If it can work (usually does) installing rigid foam insulation over the exterior of the roof sheathing improves performance in greater proportion than it's R-value, since unlike rafter-bay insulation, it insulates over the thermal-bridging of the rafters. This reduces ice-damming potential and boost the performance to better-than code.
There are several outlets for used 2-4" polyiso or EPS roofing foam reclaimed from commercial building re-roofing and demolition at something like 25-35% the cost of virgin stock, which takes the financial sting out of it. Held in place with 2x furring through screwed to structural roof deck 16" on center you can then put 7/16" OSB up for a nailer deck for the shingles. At the ends, put in something like Cor-A-Vent to keep the critters from setting up a condo in there and you'll have the benefits of a vented roofing for shingle-longevity, and a semi-permeable path through which the structural roof deck can dry 24/365.
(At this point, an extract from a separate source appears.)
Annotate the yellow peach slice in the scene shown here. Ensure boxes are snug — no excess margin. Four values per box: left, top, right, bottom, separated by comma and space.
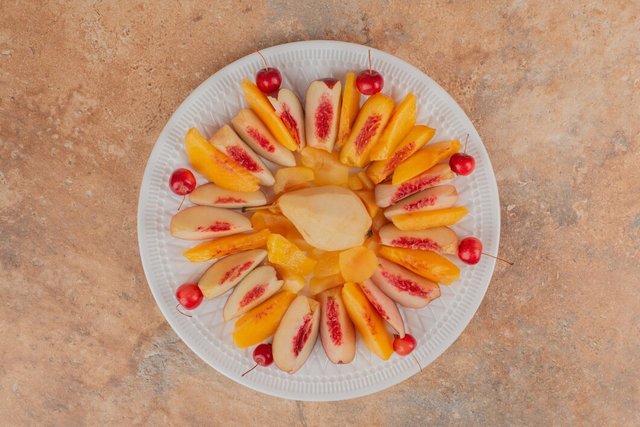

You can leave the insulation in the attic floor, but if you do you may want to monitor the relative humidity in those spaces in winter. There is some (but not a huge) potential for condensation in there in winter when you split the total-R that way. Monitor the temp & humidity- if it never drops below 40F in there you're pretty safe even if the RH peaks are high, but if it's constantly ~40F with 80%+ RH in January there is at least some mold potential. In southern New England that pretty much goes away with R20 or more at the roof deck even if you have R38 or more at the attic floor. With 2x4 rafters you'll get about R10 (R13, center cavity) out of open cell foam, and if you put 2" of reclaimed polyiso brings it up to R22. With 2x6 rafters you get about R20 center-cavity out of open cell foam, but the thermal bridging reduces that to under R15, so you'd want at least an inch of exterior foam to be absolutely assured. But even without the exterior foam, if the average January temp is too low/RH too high, peeling off a few inches of the fiberglass would take care of it without a huge energy-loss penalty.
If you insulate & seal at the roof deck, insulate & seal the gable-ends with foam too, or you risk wintertime condensation at the sheathing on the gable ends. Even 3.5" of open cell foam makes a HUGE difference. While open cell foam is semi-permeable to water vapor, it's impermeable to air, and the rate of moisture transfer to the cold sheathing via vapor diffusion is orders of magnitude less than if exposed to air. Yet it still dries rapidly to the interior during summertime weather, and the risk of problems is quite low.